All the Stories the Creative Writing Club Has To Offer

On the Friday before finals week, the Creative Writing Club hosted their very first End of Term Reading. This event was a way for members all across campus, not just in the club or the department, to share their work and hear the work of others in a relaxed and collaborative space. The members, and some who weren’t members, came prepared with a piece or two to share with the rest of the club.

“We wanted to give writers across campus the chance to share their work in front of an audience,” April Reid, President of the Creative Writing Club, says. “It gives them experience, it lets them see how audience members react to their writing, and it gives them a confidence boost when they get their work out there.”

The Officers from the Creative Writing Club (from left to right): Amber McGee (secretary/website manager), Matthew Watson (treasurer), April Reid (president)

In addition to giving members and nonmembers a chance to share their work, the reading was an opportunity for practice. “Most people dream of becoming a published author, and if they do become a big, published author, readings are a part of that lifestyle, so this is also good practice for the possible future,” Amber McGee, the Secretary and Website Manager, says.

“I was a college student at a different university before I came to SOU, and something that the arts program did there was put on exhibitions of student work at the end of the term,” Matthew Watson, the Treasurer of the Creative Writing Club, says. Because SOU didn’t have an event like this to showcase work from students, especially writers, the club decided to put together one and advertise it all across campus.

While this is the first term that the club has put on an event like this, they want to continue and do one every term, even hoping to bring in more people from across majors. “We hope that by doing this reading, it’ll encourage more people to look at the Creative Writing Club as, ‘Hey, we’re more than just a group of people who want to talk about writing.’ ” With this reading, the officers hope to show potential members of the club that it is not something to be nervous about, whether it be showing one’s work to someone, or offering help to someone who might be stumped.

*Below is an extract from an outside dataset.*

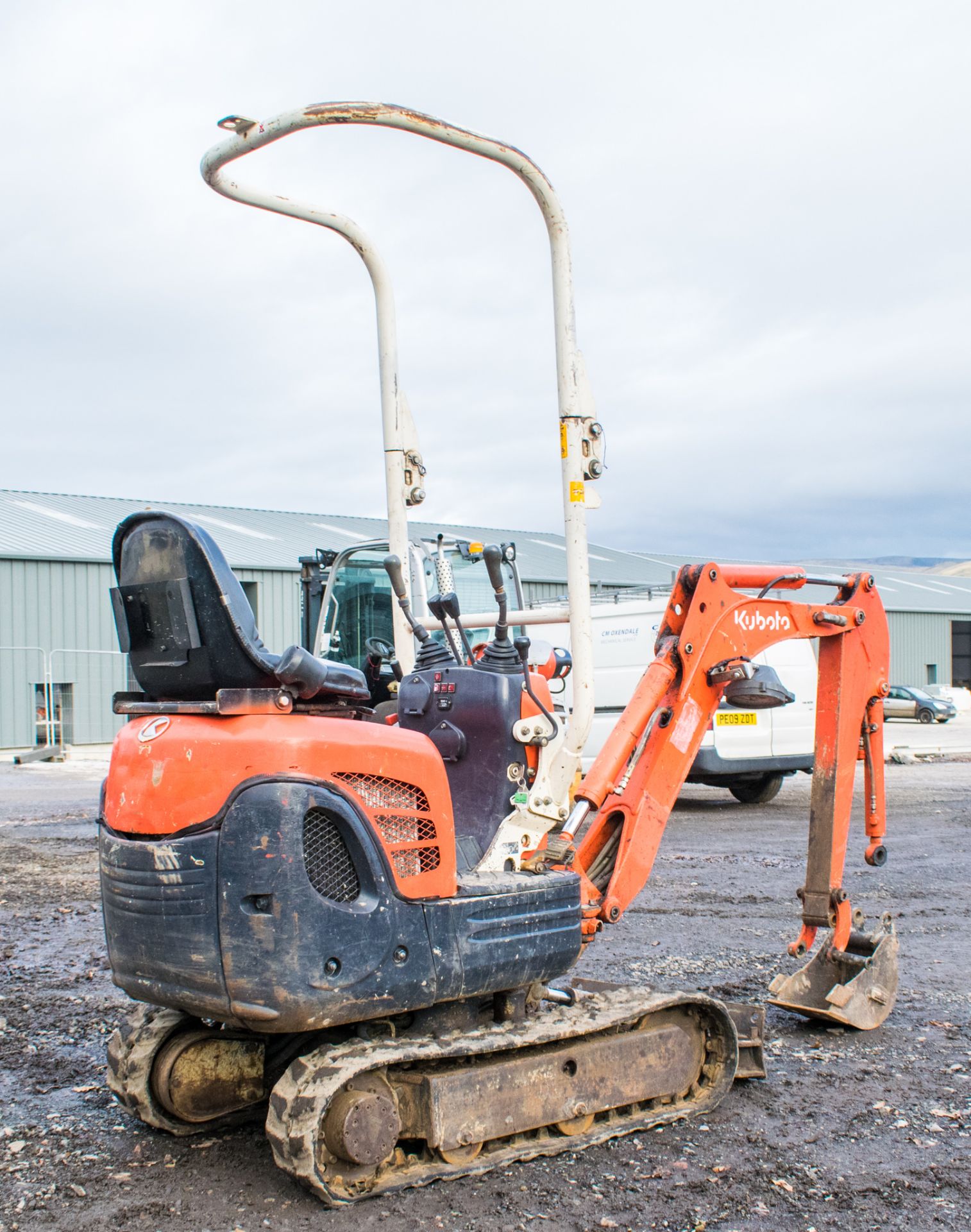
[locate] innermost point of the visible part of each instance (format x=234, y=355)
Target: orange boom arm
x=709, y=633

Throughout the reading, students of various majors came up and read aloud the work they had written and wanted to share with the club. Many ranged from funny to sad, to thought-provoking to something to make the listener smile. Often, the presenter would give a brief introduction on their piece, and even some context to it.

Kierin Harrison explaining the story behind his poem

One of their hopes for the future is getting more members from all different areas of the school, and show that it’s an inclusive group for all creatives. “Part of the mission of the Creative Writing Club is giving people in other majors a chance to express their creativity and their writing,” Matthew says. In the past, they’ve had a writing contest which went well, according to April, so that’s something that they’ve been planning to do again.

When asked about their favorite parts of the club, each officer agreed that the community the club offered was what made it special. “I like being able to share stuff in a more laid back environment,” Amber says, “because in class we’re mostly workshopping, and while we do a little bit of that in the club, there’s not that pressure of ‘Is this going to get me and A? Is this going to be what the teacher’s looking for?’ ”

April agrees, and adds, “it’s more of an outlet to get your work out there, to hear stuff about it, but it’s getting it out there instead of keeping it inside.”

“We’ve got a really good group of people that’s fun to share ideas with and get support, not just in your writing but also in the creative process,” Matthew says.

Each reading has the audience laugh, gasp, and sit in awed silence. When each person is done with their reading, the audience applauds and tells them their favorite part. It is an open, welcoming group of people here to support one another. Sharing one’s writing, especially in front of an audience, can be daunting, but with the Creative Writing Club, one does not need to fear.

The members of the Creative Writing Club applaud after another wonderful work

“We want to give people in other majors a chance to express their creativity and their writing,” Matthew says, “we’d love to see people bring work that they’ve done for other classes or personal work they’ve done.”

“If you write, we want you to come,” April says.